Chapitre 6

Par Elka

6.

 

Vacances obligent, Camille n'était pas dans le bus ce soir-là, comme le point d'orgue d'une mauvaise journée. Callinoé avait passé l'après-midi à ruminer sa discussion avec sa sœur, à se remettre en cause, à s'invectiver pour son caractère. Il avait même failli perdre son calme avec un client assurant qu'il ne voulait pas commander un livre de Umberto Eco ou de Jonathan Coe mais de Umberto Coe et que c'était quoi ces jeunes qui ne donnaient plus crédit à leurs aînés, vraiment la société allait à vau-l'eau.
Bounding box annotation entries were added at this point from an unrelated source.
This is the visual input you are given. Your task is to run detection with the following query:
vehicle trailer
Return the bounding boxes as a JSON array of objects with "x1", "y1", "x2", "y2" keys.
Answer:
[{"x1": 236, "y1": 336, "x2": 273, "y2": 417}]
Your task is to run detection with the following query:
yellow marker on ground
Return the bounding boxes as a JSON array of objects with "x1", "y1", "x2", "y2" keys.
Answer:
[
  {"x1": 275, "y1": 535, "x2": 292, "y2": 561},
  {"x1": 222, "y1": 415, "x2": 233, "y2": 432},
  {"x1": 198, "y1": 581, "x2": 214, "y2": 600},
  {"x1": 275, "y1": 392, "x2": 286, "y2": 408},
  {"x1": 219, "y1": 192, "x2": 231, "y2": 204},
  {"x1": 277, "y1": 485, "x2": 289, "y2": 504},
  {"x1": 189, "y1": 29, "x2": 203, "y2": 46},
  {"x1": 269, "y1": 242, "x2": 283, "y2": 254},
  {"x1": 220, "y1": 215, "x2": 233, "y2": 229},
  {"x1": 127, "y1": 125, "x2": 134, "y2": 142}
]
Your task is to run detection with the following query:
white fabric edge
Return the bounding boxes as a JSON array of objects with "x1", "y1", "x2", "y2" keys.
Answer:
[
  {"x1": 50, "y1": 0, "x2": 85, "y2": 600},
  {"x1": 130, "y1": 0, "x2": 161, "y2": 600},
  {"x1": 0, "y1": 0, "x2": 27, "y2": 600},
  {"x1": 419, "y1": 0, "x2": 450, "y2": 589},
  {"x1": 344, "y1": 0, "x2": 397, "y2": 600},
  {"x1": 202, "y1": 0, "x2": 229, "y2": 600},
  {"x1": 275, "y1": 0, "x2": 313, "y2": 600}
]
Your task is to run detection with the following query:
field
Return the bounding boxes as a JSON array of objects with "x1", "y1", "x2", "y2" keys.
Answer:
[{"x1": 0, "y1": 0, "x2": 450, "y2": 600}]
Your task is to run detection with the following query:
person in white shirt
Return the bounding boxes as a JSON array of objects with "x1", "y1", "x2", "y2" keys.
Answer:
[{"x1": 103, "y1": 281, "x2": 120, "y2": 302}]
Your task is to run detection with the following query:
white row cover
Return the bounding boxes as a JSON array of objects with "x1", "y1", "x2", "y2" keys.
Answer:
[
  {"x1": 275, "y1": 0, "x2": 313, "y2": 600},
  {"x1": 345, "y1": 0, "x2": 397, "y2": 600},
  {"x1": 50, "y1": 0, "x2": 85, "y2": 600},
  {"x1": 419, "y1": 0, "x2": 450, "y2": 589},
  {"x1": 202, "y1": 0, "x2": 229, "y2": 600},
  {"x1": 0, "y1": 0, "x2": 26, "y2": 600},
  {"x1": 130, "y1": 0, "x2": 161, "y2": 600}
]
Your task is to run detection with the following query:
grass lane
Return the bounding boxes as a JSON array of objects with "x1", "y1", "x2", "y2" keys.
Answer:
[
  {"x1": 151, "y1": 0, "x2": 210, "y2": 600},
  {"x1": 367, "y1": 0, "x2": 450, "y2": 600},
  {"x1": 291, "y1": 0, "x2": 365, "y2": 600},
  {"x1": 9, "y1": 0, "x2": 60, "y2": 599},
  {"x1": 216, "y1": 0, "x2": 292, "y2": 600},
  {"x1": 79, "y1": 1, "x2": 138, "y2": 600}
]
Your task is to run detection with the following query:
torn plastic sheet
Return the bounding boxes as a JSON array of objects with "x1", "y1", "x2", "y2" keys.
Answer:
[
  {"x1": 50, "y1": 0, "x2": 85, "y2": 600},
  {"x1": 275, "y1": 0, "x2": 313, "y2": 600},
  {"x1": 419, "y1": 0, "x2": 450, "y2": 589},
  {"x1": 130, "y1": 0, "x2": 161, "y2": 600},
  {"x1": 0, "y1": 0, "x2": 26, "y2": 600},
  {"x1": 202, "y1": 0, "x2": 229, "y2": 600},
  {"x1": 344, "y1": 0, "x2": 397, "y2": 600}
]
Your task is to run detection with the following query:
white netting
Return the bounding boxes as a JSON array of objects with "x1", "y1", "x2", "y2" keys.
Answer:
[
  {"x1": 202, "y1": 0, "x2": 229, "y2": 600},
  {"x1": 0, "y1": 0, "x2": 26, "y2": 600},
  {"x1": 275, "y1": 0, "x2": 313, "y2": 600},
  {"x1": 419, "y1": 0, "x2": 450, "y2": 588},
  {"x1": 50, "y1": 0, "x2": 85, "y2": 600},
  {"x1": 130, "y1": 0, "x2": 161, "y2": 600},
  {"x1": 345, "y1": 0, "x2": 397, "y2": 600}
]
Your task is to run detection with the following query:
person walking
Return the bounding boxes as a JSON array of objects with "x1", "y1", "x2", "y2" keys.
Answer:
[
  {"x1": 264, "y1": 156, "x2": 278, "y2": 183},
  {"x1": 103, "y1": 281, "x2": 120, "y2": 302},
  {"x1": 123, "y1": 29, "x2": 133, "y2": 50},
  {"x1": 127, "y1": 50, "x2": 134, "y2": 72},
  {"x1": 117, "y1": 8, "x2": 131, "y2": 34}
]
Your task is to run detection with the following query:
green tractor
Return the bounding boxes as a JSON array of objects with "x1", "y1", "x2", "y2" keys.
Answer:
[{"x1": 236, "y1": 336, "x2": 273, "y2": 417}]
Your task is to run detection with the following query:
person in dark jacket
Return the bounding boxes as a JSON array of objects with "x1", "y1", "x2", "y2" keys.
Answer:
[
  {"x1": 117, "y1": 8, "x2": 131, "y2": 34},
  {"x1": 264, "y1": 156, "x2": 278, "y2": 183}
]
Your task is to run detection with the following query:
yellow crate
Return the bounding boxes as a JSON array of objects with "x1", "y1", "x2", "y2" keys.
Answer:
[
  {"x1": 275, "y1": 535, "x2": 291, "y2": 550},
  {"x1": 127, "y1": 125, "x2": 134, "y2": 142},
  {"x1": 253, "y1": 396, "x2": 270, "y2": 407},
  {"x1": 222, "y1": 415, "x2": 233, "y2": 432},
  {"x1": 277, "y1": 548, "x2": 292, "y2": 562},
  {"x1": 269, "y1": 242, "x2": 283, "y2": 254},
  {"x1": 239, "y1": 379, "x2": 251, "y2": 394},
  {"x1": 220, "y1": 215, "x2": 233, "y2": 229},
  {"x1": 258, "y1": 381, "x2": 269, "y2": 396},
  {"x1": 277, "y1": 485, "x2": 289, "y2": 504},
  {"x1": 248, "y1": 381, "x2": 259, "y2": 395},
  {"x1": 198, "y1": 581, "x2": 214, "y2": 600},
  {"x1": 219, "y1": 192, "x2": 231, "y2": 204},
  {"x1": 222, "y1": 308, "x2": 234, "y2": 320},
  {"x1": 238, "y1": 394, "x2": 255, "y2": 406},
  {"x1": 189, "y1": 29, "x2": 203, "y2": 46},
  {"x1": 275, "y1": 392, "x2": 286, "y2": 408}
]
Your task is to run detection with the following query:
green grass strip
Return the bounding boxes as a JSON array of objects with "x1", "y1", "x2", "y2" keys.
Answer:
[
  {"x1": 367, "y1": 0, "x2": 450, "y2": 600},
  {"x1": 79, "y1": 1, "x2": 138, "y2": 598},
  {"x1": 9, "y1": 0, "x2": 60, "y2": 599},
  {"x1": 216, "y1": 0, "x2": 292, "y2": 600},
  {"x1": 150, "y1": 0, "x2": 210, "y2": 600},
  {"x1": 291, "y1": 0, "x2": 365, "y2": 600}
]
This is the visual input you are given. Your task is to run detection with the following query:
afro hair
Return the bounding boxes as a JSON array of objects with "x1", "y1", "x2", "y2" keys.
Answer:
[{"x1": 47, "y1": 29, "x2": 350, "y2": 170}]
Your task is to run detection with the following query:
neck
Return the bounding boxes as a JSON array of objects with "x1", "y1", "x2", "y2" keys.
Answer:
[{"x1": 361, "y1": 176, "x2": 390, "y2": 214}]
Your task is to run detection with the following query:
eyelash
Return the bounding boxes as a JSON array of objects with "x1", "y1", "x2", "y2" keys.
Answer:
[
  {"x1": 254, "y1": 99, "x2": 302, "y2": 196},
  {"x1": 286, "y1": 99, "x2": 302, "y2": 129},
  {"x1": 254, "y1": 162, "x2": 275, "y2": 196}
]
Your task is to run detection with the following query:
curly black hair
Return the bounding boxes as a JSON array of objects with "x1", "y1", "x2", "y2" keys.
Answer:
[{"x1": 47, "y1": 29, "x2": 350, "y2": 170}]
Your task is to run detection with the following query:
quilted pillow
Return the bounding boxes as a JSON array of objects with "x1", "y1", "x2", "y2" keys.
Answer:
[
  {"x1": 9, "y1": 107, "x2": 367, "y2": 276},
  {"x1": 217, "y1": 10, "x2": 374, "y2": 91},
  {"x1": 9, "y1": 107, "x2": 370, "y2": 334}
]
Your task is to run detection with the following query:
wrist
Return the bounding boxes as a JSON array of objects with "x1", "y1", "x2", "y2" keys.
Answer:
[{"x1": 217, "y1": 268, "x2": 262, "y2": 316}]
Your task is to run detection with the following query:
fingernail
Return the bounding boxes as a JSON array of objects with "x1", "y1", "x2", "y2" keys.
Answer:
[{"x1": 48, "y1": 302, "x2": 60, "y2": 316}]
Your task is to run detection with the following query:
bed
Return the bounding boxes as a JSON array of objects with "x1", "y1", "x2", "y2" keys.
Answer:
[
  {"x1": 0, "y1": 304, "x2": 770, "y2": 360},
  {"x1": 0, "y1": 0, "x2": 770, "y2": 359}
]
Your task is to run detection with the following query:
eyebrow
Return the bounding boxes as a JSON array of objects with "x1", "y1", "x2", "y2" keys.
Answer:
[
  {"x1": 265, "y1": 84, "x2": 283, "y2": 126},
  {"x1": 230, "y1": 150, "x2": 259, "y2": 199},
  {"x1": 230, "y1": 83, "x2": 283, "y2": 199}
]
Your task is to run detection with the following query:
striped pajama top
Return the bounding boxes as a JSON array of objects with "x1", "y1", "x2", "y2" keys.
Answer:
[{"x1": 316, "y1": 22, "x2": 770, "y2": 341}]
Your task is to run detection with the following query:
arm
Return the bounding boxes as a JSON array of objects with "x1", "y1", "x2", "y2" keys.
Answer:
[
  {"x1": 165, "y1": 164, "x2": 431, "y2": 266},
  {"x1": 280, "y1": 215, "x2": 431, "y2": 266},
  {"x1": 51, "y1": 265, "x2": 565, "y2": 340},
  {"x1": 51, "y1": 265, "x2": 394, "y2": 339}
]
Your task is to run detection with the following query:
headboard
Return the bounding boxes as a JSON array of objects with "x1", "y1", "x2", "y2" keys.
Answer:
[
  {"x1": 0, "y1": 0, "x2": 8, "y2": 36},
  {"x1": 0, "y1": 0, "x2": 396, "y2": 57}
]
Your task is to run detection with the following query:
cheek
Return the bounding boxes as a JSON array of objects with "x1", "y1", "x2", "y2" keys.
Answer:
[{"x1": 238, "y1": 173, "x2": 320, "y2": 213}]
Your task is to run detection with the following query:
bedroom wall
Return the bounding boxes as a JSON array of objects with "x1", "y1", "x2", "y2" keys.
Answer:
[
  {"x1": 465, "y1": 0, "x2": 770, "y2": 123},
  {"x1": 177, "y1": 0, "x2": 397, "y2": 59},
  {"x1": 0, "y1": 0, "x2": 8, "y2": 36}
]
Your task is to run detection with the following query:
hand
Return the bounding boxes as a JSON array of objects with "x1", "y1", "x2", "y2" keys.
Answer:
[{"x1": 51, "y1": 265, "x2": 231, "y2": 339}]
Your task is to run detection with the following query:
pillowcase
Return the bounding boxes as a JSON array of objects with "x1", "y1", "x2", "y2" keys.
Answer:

Il sortit du bus deux arrêts avant sa maison pour s'aérer la tête. Il traînait des pieds sur le trottoir, jouant avec son ombre inhumainement allongée devant lui. La sueur collait son t-shirt dans son dos et les petits cheveux qui rebiquaient sur sa nuque, mais une agréable petite brise soufflait et il passa, relativement apaisé, le portillon de chez-lui. Une odeur d'oignons l'accueillit.

— Pile à temps ! dit sa mère. Roxanne, descends manger !

— Je peux prendre une douche ? demanda Callinoé en jetant son sac dans un coin.

— Non, c'est prêt.

— Bon ben je vais au moins enfiler un truc qui pue pas, grommela Callinoé.

Un jour, il aurait son propre appartement...

Il croisa Roxanne au milieu des escaliers et se prépara à une réplique acide.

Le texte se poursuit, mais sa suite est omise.